In un intervento a cura del sales manager Alessandro Savona e del coffee trader della stessa Lavazza Matteo Bianchi viene ripercorso in particolare il tragitto dei chicchi prodotti nel paese asiatico di varietà Robusta, che si caratterizza oltre che per le diverse qualità organolettiche per il fatto di crescere “ad altitudini più basse, a temperature maggiori, e di essere più produttiva e resistente”.

Un traffico – che per Mto vale “alcune centinaia di container all’anno” – che si origina “nelle piantagioni del centro-sud del paese asiatico”, dove i frutti sono raccolti. Il passaggio successivo è il loro trasferimento in sacchi nei luoghi di essicazione, dove, una volta concluso (al sole) il processo dalle bacche sono estratti i chicchi.

Un nuovo passaggio prevede che questi siano trasportati all’interno di mulini per un ‘controllo qualità’: in concreto, se ne verifica “il livello di umidità, si eliminano i corpi esterni e dove vengono separati a seconda delle dimensioni e numero di difetti”.

Il prodotto che supera il test può quindi iniziare il suo viaggio verso l’Italia. Nonostante la raccolta abbia luogo “grossomodo tra ottobre e gennaio”, precisa Savona, le esportazioni proseguono lungo tutto l’anno, con “un picco a gennaio e un rallentamento a dicembre”.

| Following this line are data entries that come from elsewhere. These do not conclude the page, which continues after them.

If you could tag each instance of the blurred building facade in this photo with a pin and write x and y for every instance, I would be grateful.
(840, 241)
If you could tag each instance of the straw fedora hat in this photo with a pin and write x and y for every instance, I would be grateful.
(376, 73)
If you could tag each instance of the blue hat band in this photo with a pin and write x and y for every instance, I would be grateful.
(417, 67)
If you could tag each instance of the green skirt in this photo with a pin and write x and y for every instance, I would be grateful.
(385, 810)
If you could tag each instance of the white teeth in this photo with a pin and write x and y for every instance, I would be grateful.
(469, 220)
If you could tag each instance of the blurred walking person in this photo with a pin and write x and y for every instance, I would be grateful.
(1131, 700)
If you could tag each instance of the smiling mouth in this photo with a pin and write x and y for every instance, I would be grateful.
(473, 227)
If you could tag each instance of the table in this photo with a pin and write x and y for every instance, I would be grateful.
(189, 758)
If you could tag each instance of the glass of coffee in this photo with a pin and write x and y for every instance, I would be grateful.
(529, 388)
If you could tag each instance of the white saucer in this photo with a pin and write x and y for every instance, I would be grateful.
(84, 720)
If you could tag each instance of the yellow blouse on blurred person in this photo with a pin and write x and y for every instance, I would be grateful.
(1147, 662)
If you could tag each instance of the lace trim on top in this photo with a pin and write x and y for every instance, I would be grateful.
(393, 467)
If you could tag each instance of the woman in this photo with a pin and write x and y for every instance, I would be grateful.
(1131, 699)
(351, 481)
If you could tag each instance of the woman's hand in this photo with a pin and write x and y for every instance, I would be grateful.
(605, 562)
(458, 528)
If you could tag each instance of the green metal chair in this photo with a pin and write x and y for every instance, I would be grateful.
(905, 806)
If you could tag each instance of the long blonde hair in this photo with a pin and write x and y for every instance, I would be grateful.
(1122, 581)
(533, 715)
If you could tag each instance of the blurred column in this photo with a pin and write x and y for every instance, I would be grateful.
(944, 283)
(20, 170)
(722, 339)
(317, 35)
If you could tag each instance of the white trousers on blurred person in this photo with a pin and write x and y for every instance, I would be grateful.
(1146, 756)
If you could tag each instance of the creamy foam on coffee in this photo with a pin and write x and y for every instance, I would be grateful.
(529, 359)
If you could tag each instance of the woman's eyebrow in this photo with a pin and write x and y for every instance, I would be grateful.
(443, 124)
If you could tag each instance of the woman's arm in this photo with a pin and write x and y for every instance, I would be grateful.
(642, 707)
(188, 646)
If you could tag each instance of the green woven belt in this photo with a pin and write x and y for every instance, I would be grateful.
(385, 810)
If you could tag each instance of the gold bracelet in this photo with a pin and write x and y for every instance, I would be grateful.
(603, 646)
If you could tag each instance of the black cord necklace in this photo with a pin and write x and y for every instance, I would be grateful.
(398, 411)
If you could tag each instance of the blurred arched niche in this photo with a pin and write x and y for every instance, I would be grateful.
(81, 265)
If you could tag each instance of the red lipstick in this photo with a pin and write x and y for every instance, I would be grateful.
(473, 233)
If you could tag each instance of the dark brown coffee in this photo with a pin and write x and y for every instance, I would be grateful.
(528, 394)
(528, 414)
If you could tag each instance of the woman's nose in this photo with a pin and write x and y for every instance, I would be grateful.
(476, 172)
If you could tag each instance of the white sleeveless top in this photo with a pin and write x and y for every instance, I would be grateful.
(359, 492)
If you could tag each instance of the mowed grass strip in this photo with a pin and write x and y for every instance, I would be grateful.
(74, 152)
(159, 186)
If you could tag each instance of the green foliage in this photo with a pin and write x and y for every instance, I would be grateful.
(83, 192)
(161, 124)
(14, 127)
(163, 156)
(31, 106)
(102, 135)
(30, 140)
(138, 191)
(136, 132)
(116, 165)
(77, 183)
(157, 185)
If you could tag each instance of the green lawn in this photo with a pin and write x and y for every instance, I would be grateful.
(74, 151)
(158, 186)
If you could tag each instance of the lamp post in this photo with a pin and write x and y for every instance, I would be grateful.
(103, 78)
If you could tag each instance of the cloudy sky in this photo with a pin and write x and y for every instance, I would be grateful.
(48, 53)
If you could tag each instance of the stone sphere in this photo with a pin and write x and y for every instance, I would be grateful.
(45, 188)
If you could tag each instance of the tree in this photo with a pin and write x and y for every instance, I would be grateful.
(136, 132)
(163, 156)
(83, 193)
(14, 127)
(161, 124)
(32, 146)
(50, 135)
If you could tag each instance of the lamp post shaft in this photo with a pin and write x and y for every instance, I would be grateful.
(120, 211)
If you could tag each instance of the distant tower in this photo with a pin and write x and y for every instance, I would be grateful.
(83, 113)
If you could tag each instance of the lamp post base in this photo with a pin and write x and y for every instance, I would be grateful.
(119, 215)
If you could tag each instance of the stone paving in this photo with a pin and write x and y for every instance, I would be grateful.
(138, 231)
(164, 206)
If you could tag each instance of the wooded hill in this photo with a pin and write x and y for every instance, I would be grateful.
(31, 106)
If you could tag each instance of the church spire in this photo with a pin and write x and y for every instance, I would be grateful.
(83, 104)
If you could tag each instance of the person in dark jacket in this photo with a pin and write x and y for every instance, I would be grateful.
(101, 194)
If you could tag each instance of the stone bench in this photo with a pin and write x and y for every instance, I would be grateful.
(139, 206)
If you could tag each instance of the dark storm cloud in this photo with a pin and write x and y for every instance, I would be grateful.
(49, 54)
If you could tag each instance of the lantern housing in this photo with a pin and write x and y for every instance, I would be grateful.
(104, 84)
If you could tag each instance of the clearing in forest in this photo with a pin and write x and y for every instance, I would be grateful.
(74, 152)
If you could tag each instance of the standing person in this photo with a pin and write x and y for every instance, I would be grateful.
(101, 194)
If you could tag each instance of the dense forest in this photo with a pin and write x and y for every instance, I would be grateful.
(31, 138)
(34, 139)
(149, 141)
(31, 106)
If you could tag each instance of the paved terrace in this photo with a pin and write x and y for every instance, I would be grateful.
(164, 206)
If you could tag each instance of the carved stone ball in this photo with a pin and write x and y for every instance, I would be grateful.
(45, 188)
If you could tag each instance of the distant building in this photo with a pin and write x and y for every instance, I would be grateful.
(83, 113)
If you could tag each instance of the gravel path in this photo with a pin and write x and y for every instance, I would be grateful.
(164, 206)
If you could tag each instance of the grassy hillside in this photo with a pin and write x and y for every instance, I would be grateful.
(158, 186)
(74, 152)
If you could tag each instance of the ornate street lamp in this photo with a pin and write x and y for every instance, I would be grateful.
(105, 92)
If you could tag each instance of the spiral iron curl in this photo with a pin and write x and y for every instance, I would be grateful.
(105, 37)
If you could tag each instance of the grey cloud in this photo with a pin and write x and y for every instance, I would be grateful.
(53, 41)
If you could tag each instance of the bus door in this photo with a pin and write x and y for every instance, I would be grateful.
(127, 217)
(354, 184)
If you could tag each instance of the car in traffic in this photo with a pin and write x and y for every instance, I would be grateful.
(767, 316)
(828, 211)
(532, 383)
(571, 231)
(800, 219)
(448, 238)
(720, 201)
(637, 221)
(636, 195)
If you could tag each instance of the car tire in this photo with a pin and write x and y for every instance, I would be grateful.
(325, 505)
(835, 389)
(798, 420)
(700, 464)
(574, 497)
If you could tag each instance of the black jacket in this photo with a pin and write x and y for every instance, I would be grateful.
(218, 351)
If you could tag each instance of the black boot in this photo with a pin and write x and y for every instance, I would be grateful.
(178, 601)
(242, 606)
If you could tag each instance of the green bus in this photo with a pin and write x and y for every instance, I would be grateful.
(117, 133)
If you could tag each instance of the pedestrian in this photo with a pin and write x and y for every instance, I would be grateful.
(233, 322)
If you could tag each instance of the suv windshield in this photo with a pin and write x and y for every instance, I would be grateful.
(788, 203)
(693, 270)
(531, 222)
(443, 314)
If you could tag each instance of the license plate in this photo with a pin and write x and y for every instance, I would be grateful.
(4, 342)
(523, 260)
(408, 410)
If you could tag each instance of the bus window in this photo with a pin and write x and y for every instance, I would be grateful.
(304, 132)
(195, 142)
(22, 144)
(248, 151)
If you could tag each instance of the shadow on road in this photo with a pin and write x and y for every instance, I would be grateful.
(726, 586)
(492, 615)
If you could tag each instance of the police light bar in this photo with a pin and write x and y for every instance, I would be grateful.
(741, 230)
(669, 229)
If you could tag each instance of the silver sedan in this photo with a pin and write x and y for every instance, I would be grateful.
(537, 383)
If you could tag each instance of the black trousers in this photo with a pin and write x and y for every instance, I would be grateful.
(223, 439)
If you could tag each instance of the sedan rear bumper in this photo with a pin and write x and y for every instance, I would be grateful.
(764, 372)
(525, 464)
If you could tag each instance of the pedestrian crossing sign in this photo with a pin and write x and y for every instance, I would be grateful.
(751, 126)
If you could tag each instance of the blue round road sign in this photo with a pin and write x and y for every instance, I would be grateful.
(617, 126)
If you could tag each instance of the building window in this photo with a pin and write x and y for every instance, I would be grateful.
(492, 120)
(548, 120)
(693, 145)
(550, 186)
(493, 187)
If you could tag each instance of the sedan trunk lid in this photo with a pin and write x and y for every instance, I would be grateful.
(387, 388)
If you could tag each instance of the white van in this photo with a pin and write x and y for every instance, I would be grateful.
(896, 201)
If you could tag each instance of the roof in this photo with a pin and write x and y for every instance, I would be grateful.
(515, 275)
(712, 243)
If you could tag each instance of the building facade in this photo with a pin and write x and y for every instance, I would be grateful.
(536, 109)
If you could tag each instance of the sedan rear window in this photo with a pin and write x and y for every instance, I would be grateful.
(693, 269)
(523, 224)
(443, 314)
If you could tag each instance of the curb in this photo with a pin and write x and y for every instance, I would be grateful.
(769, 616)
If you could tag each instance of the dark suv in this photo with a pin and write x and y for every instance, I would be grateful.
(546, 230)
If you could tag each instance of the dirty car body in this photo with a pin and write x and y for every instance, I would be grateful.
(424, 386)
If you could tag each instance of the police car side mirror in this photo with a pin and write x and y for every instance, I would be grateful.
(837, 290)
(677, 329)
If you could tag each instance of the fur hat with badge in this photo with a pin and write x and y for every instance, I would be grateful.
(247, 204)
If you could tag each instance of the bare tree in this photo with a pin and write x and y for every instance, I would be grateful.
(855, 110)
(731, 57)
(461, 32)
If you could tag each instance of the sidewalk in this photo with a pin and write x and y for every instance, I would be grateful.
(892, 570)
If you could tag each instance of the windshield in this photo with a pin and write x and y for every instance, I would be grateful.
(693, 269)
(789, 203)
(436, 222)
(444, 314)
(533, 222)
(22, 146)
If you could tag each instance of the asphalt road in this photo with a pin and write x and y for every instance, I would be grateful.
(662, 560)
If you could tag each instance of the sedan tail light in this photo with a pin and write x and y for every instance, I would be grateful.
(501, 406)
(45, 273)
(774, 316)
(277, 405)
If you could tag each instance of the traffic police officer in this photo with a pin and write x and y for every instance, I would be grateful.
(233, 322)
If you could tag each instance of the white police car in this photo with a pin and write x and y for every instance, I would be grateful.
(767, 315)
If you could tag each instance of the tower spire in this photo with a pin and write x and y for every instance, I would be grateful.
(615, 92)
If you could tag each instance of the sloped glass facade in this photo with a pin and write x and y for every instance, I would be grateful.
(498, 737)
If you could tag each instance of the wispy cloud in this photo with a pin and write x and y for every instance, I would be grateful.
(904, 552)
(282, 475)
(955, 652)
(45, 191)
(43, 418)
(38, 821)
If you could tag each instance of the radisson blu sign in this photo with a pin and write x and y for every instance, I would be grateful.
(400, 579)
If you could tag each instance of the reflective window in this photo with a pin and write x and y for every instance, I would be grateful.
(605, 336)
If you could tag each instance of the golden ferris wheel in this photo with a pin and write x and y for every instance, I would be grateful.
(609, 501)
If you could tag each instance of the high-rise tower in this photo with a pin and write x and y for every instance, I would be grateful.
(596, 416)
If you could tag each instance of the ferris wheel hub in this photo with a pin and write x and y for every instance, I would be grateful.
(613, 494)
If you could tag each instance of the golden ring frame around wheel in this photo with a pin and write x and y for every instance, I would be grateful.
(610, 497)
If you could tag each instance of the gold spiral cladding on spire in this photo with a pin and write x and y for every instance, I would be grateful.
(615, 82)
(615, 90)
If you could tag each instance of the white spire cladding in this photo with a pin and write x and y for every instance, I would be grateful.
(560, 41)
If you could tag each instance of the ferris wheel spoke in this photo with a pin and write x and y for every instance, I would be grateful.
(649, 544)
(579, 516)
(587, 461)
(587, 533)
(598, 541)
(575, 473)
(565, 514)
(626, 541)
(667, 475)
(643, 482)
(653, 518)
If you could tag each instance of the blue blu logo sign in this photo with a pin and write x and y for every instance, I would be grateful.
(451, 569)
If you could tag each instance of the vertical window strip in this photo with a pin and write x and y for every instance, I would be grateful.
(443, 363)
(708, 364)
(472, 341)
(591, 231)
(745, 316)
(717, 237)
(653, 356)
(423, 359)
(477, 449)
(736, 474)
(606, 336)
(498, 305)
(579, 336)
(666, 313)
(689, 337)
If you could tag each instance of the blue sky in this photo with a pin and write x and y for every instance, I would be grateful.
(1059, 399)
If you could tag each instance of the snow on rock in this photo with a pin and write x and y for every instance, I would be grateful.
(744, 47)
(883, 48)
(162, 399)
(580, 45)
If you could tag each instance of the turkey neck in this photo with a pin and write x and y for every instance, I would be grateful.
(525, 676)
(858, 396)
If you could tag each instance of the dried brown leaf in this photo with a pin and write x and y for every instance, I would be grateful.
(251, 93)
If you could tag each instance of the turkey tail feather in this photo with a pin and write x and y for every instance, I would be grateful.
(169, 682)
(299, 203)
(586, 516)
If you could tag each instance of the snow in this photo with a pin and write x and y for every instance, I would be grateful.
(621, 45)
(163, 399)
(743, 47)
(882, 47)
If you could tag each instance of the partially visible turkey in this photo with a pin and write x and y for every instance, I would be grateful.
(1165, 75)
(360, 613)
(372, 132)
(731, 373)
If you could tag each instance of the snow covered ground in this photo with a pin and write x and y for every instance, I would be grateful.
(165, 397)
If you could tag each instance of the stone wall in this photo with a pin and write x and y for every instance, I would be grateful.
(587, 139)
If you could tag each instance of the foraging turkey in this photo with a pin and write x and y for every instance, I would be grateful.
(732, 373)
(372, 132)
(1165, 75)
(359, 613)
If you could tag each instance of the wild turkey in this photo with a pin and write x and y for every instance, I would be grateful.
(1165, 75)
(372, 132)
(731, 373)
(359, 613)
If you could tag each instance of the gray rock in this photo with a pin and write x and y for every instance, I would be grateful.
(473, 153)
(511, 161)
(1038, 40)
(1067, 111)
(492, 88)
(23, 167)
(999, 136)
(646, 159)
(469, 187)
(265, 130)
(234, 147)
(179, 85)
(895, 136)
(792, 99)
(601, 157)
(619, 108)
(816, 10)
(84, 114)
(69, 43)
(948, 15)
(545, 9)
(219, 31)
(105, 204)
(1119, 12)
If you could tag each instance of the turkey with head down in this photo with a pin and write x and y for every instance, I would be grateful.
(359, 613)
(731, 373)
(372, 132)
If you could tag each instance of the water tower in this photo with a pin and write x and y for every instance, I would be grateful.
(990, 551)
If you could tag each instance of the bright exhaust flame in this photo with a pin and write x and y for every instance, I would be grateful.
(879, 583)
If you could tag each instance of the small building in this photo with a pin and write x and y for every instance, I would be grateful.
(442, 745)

Dal paese asiatico i chicchi di caffè Lavazza sono imbarcati in container da 20′, ognuno dei quali può contenere circa “320 sacchi da 60 chili l’uno o fino a circa 21 tonnellate in caso di bulk”. Una nave feeder li trasferisce fino al porto di Singapore, dove sono trasbordati su una nave più grande sulla tratta Far East – Europa.

Come per il cacao, anche per il caffè la necessità di assorbire l’umidità porta a realizzare spesso fardaggi di carta per ricoprire le pareti dei container e inserirvi dry bags, piccoli sacchetti che raccolgono le condense.

Oltre a Mto il trasporto del caffè Lavazza, che perlomeno per la tratta marittima si conclude a Genova, vede coinvolte diverse realtà del gruppo Finsea. Tra queste Yang Ming Italy e Sat, casa di spedizioni che si occupa delle pratiche doganali e in particolare del “transito della merce in regime di T1, che permette lo spostamento delle merci da un punto all’altro della Comunità Europea senza riscossione immediata dei diritti doganali”.

Dal porto ligure il caffè si dirige verso magazzini doganali di Liguria e Piemonte, dove i chicchi sono “nazionalizzati” e hanno luogo i controlli sanitari a campione. Superati i test, i chicchi si dirigono “verso gli stabilimenti piemontesi Lavazza di Settimo Torinese e Gattinara”, dove sono trasformati in prodotto finito (macinato, in capsule o in grani), o in un terzo stabilimento in provincia di Isernia se invece sono destinati alla decaffeinizzazione.